Hart’s sculpture is paired with a work by Huron Wendat artist Ludovic Boney, titled Remembering Through Beads (Des perles en memoir), made up of a series of large-scale rings representing wampum beads. Quebec City is on the traditional lands of the Wendat.
The two sculptures are installed at Cap Diamant, a cape overlooking Quebec City’s Plains of Abraham. For over 10,000 years First Nations gathered in the area to hunt, fish, trade and live. It was also the site of some of the earliest encounters between First Nations and European settlers.
Hart said the sculptures are intended to spark conversation: between east and west, between the Haida and Wendat, between First Nations and Canada.
“The Plains of Abraham is the beginning of Canada, in a sense,” Hart said. “So it’s kind of interesting to have a piece of mine there.”
“I know (Indigenous Peoples) have suffered in our dealings with Canada and what they’ve done to us,” he said. “But we’re on the mend. We’re hoping to work with Canada for the future — for all our futures. That’s the whole idea, to work for a future together.”
Creating The 3 WatchMen took months, Hart said. A rubber mould was formed from a foam sculpture based on one of Hart’s earlier — though much smaller — works that he carved out of yellow cedar.
Pieces of cast bronze were created from the mould, about 67 of them in total, according to Hart. Then the pieces were welded together, ground, cleaned and refined before the final jade-green patina was applied.

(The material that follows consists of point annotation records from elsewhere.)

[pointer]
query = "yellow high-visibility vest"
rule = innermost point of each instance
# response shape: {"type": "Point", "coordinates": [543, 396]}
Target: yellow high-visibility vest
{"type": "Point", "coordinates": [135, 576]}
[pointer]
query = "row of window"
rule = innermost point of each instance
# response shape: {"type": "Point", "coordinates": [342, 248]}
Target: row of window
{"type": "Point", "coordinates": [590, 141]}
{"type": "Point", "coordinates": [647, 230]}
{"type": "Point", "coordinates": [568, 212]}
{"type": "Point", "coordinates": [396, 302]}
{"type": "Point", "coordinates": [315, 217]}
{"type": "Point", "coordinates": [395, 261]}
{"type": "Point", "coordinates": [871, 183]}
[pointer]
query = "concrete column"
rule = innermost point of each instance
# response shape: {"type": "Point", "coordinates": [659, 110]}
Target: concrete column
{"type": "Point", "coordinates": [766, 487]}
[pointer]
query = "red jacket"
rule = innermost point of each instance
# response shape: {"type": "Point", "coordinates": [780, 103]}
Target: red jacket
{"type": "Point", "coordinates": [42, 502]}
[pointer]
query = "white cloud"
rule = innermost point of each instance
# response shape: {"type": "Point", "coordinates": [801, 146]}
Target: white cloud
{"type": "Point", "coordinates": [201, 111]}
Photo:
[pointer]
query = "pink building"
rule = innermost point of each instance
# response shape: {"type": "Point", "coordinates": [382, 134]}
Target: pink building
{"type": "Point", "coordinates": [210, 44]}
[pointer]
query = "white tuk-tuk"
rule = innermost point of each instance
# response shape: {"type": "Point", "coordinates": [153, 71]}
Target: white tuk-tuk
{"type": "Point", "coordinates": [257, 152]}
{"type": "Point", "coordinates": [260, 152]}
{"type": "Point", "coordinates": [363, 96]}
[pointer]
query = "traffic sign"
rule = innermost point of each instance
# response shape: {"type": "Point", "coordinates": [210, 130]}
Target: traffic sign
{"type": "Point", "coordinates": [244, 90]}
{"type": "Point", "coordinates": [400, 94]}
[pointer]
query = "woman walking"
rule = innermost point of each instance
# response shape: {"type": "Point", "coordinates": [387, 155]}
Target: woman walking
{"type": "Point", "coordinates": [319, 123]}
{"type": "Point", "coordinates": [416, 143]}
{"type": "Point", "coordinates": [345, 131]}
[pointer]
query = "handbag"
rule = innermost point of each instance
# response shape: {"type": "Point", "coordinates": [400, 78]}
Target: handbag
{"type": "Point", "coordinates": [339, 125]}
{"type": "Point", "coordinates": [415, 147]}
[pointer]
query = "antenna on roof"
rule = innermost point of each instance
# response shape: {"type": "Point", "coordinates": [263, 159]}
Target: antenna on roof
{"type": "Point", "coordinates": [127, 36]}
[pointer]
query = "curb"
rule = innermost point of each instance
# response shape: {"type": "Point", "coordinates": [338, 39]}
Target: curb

“I love the piece because the volume is really nice — a 20-foot height is just perfect for me. I like working in that type of form,” Hart said.
“Big pieces never scared me at all, ever. I just loved diving into it. Same as today. I just dive in and take care of problems as they arise,” he said.
Hart was born in 1952 into the Eagle Clan in Masset on Haida Gwaii, B.C. In 1999, Hart took the hereditary chief name of 7IDANsuu, passed on to him by his mother’s older brother, Chief Morris White, in an age-old act that made him a member of the Hereditary Chiefs Council of the Haida Nation.
He started working with bronze in the early 1980s, eventually coming to Vancouver to work with renowned Haida artist Bill Reid, whose large-scale pieces stuck with Hart.
“I wasn’t directly involved in working on his big bronze pieces, but I was there when it started off, and then I just carried on getting into the bronze world,” Hart said.
“We consider Hart’s bronze sculpture a gift to the people of Quebec, from those of us who dwell in British Columbia,” Audain said in a statement.
The two new works are the most significant acquisitions in almost 90 years for the National Battlefields Commission, which manages the park that includes the Plains of Abraham — the site of a pivotal 1759 battle between France and its Indigenous allies and Britain, which would soon after claim all of what became Canada.